JIS News

Children’s Advocate, Mary Clarke, has urged parents of children with disabilities, to be more proactive in safeguarding the welfare of the youngsters. She made this plea against the background of what she said are numerous reports of disabled children being abused, particularly by family members and relatives.
Mrs. Clarke, who was speaking at a parent conference staged by the Ministry of Education’s Special Education Unit at the Caenwood Centre on Thursday (Dec. 6), said children with disabilities are often victims of incest.
“Parents, you need to know where your children are at all times. I have had too many reports of parents sending their children to stay with uncles, brothers, sisters, and grandparents, and they are sexually abused,” the Children’s Advocate stated. She urged parents to ensure that the persons in whose care their children are entrusted are of good standing and have the children’s interest at heart.
Mrs.
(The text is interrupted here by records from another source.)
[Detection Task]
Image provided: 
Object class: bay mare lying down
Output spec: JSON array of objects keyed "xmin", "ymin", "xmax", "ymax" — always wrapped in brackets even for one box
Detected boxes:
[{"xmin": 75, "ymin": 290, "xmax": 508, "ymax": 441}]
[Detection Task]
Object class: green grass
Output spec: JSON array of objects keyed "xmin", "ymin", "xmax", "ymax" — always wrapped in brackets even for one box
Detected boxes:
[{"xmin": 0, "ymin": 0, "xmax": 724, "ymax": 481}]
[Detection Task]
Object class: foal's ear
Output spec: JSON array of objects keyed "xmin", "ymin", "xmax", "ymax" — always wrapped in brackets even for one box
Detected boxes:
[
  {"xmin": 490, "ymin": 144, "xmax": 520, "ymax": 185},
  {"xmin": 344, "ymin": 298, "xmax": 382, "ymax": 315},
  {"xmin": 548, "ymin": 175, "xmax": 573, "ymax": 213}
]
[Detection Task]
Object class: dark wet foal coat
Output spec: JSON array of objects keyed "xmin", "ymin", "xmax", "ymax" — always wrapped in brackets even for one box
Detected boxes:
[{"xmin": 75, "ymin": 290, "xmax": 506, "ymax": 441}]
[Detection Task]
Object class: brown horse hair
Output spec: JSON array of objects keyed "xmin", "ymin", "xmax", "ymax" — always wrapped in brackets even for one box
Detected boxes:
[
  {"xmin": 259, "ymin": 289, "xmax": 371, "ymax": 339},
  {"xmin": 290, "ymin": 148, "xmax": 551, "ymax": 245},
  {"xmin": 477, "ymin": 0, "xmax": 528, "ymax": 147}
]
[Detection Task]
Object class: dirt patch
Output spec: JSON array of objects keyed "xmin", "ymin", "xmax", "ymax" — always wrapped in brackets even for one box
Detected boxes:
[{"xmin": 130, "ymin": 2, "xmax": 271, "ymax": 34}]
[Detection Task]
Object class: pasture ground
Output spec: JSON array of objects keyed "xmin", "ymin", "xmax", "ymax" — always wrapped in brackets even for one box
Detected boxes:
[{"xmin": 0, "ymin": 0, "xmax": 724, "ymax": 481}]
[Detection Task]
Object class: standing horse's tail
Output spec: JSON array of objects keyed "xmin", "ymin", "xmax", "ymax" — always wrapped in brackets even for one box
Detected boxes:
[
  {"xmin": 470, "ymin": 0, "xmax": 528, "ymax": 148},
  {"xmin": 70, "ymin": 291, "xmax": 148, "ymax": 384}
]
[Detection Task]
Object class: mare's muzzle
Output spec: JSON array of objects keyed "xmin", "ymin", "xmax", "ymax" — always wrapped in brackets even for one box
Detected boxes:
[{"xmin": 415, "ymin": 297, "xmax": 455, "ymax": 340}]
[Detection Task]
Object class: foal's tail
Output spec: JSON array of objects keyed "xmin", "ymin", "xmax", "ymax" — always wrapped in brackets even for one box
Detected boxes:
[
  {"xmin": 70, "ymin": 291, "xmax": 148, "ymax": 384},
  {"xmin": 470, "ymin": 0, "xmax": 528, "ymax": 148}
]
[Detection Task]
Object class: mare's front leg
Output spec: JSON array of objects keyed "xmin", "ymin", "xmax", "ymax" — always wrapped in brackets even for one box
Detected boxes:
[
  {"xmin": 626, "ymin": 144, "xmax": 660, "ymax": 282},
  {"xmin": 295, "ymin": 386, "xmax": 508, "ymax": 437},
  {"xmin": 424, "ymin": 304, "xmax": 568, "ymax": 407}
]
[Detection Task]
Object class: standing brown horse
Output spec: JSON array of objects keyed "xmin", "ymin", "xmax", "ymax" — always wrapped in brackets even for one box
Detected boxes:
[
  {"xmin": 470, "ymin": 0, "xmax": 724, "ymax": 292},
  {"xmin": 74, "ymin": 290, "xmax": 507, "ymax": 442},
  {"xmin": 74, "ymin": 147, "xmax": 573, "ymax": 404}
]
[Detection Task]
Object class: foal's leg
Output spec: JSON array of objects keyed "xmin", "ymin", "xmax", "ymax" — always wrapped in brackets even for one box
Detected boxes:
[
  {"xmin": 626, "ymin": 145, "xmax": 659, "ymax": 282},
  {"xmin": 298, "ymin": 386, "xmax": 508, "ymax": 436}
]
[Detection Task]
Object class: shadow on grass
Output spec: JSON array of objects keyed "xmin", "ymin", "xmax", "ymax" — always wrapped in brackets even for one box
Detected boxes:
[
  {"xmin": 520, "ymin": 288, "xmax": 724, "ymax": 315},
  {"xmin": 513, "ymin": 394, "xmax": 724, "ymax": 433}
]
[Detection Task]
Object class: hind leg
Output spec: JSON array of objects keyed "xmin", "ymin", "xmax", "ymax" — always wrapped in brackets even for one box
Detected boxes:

Clarke, who spoke on the topic: ‘Parent Advocacy’, bemoaned the many challenges faced by disabled children at home, in schools and in the wider community, pointing out that they need more love and support.
“One of the challenges they face, especially in the home, is the inferiority complex. We must not make them feel guilty (about their disabilities). Don’t hate them or make them feel unworthy,” Mrs. Clarke appealed, noting that “responsible parenting is key to the development of children with disabilities.”
Mrs. Clarke explained that under the Convention of the Rights of the Child and the Jamaican Constitution, every child is entitled to and guaranteed a standard of living adequate for their physical, mental, spiritual, moral, and social development. “They have a right to be protected from abuse, neglect, torture, and exploitation. They have a right to develop their full potential,” she contended.
To this end, the Children’s Advocate underscored the need for parents to familiarize themselves with the provisions of these documents, as they relate to children with disabilities. These, she pointed out, include ensuring that the youngsters are not discriminated against, are treated equally with other children, and are provided with the best educational opportunities available.
“We all have to make an effort to ensure (that) these children, are not only guaranteed their rights, but are given their rights by government and civil society,” Mrs. Clarke stated.